The aim of the game is to rapidly gain control, usually with tranquilisation and ending the hyper-exertional state.

Now all of us that have undertaken some training on aggressive behaviour in healthcare will have learnt a bit about de-escalation techniques, and these can be tried here, but the likelihood is that they wont work in this cohort due to the altered mental status. Remember this is a delirium.

Physical restraint may be needed to keep your patient and staff safe. When you move depts. Find out who and where your security guys live, as you will need their help.

Any physical restrain should be justifiable and proportionate and as short lived as possible. Face down with pressure on the neck and shoulders is probably the worst position. It may promote asphyxia and furthermore cause deterioration of acidosis

What about sedation?

3 types of drugs are recommended by the Guideline – Benzodiazepines, antipsychotic and Ketamine.

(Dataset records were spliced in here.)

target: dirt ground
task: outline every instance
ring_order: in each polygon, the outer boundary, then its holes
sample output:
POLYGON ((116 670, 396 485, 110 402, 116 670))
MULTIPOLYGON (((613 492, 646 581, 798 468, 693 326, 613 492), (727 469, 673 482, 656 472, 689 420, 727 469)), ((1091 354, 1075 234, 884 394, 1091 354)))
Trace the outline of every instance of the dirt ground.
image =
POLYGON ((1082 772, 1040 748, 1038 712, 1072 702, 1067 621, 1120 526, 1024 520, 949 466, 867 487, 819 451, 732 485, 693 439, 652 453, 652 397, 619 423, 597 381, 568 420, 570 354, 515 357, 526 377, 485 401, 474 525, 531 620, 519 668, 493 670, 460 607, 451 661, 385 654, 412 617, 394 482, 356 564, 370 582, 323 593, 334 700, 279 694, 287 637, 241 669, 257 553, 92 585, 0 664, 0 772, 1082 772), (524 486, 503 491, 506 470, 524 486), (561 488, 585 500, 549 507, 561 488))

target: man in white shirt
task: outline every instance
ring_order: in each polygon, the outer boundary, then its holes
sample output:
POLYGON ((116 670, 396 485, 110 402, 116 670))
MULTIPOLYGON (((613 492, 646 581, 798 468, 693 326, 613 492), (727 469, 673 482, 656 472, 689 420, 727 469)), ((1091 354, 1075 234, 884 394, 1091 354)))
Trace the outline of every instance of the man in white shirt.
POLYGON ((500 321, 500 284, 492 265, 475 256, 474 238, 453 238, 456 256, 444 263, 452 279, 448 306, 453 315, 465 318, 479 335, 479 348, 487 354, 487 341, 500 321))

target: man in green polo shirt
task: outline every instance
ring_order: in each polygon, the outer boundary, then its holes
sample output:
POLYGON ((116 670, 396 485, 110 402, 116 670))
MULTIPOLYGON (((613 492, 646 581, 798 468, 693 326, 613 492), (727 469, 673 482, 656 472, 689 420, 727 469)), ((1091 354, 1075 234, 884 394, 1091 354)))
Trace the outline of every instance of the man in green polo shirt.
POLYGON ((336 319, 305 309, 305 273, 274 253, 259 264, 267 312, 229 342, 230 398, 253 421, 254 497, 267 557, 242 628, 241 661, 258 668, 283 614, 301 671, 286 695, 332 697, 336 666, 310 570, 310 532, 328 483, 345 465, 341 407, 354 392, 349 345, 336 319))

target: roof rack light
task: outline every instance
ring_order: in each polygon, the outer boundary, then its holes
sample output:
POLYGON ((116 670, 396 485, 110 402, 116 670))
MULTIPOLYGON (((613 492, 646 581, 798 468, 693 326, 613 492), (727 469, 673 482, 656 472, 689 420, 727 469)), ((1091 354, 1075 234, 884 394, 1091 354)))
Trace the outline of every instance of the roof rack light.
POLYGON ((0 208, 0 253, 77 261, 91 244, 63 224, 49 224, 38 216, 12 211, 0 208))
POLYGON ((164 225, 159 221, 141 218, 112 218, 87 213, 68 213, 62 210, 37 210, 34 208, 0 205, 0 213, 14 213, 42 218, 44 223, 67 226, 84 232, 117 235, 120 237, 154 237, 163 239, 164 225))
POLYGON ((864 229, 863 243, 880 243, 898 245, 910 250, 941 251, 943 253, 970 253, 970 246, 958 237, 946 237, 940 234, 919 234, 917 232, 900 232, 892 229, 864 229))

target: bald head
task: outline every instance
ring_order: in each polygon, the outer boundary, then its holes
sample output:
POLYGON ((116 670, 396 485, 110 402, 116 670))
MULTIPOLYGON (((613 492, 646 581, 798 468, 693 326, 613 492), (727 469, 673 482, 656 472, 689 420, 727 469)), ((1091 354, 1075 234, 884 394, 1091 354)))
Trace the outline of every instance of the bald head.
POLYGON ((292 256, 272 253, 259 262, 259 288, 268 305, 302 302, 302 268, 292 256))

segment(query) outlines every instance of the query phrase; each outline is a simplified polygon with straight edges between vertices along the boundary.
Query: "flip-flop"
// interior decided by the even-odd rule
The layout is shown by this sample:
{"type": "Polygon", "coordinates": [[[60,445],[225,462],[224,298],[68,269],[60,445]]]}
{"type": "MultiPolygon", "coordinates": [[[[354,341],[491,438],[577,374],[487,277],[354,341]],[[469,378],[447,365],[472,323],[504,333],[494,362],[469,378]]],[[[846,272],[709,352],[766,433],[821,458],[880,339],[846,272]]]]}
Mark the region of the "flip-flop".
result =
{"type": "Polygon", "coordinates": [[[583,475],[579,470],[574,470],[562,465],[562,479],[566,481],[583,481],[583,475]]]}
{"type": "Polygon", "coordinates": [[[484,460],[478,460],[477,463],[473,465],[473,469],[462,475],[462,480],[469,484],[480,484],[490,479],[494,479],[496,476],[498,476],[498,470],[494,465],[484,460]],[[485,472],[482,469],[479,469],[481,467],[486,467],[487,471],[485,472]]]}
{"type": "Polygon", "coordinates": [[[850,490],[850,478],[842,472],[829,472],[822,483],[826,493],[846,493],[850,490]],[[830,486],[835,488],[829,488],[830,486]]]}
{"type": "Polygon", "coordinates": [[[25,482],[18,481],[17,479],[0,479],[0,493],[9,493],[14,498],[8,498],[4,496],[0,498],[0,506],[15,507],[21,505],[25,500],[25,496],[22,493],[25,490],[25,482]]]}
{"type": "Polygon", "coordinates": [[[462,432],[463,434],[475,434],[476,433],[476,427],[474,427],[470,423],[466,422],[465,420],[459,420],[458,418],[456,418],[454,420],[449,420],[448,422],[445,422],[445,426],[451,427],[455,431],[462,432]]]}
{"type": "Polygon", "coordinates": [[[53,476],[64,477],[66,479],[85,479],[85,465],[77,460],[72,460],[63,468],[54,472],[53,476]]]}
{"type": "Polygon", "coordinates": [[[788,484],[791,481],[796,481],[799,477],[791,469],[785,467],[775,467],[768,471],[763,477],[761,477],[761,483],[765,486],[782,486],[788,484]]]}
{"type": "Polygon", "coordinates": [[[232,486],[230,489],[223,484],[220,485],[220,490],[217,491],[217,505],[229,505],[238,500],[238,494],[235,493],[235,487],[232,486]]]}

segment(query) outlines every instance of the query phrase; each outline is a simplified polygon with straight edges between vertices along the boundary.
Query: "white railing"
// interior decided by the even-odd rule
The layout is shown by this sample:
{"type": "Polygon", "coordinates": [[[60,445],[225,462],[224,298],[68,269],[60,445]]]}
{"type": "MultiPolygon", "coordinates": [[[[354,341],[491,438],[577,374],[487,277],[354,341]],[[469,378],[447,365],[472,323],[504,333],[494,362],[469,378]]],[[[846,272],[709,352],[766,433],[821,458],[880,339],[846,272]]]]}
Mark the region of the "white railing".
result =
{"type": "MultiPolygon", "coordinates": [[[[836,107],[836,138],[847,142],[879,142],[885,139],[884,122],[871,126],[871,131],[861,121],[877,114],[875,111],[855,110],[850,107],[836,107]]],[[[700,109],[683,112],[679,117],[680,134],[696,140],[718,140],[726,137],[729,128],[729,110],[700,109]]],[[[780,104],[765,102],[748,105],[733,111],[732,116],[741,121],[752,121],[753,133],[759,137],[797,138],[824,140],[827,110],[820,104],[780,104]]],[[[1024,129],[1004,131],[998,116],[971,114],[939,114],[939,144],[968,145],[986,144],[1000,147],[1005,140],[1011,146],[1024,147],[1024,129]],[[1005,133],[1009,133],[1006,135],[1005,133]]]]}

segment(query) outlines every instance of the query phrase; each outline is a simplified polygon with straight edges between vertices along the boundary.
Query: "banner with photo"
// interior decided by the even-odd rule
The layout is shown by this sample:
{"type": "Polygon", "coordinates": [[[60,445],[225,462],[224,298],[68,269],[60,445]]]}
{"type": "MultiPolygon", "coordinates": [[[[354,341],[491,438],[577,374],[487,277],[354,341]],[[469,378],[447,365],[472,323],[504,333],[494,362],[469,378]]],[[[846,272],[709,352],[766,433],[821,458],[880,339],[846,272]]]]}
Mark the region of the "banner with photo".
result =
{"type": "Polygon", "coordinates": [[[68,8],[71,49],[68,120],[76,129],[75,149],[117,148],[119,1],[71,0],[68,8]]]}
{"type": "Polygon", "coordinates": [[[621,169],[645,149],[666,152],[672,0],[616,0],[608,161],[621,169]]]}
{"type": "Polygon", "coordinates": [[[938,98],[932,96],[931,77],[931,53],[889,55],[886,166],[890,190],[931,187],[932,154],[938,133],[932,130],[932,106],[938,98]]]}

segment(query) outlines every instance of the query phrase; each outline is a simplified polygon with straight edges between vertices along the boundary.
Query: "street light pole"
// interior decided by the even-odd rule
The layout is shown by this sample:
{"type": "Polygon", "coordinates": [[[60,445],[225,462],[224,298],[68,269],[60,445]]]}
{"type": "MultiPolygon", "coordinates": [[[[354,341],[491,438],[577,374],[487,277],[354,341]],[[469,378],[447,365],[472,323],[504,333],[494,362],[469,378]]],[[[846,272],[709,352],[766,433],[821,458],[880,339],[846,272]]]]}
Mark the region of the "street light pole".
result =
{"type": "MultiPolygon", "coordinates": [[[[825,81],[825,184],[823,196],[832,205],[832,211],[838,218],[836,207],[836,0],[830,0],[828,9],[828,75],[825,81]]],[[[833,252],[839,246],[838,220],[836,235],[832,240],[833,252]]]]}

Benzodiazepines currently Lorazepam is recommended by NICE. Risk of very variable effect either ineffective or too drowsy/apnoeic. We have used Lorazepam most frequently but have been often found reaching for more. Reuben Strayers talk from SMACC Dublin mentions that midazolam IM best benzodiazepine to use in his opinion. Caution the window between respiratory depression and sedation is very narrow with benzodiazepines!

Ketamine Strayer raves about it in this scenario. Becky uses this if she has IV access as she feels it is easier to control response better than benzodiazepines. Interestingly it is worth remembering that an increase in dose tends to extend sedation length rather than diminish respiratory drive. Remember that you may get more tachycardia hypertension and increased myocardial oxygen demand.

Antipsychotics Haloperidol is still recommended as second line by NICE. But only if theyve had an antipsychotic before or had an ECG before. Really unlikely to know this in advance in these patients so we tend to avoid unless certain.

Whatever you use, you must be familiar with it and ready to deal with any adverse effect.

Once you have gained a degree of control you need to rapidly move through and get a full assessment done:

  • ABCs
  • Check a temperature
  • BM if not already done
  • ECG
  • Bloods including a CK and coagulation screen and a gas which will probably look horrific immediately afterwards. Almost like a posts seizure gas.
  • Give fluid correct the loss, correct the acidosis, dont give bicarbonate routinely
  • Hyperthermia should be corrected with cooling techniques like stripping, cold fluid and ice packs etc.

Bad stuff could include rhabdomylosis, DIC and hyperkalaemia – look for and treat each.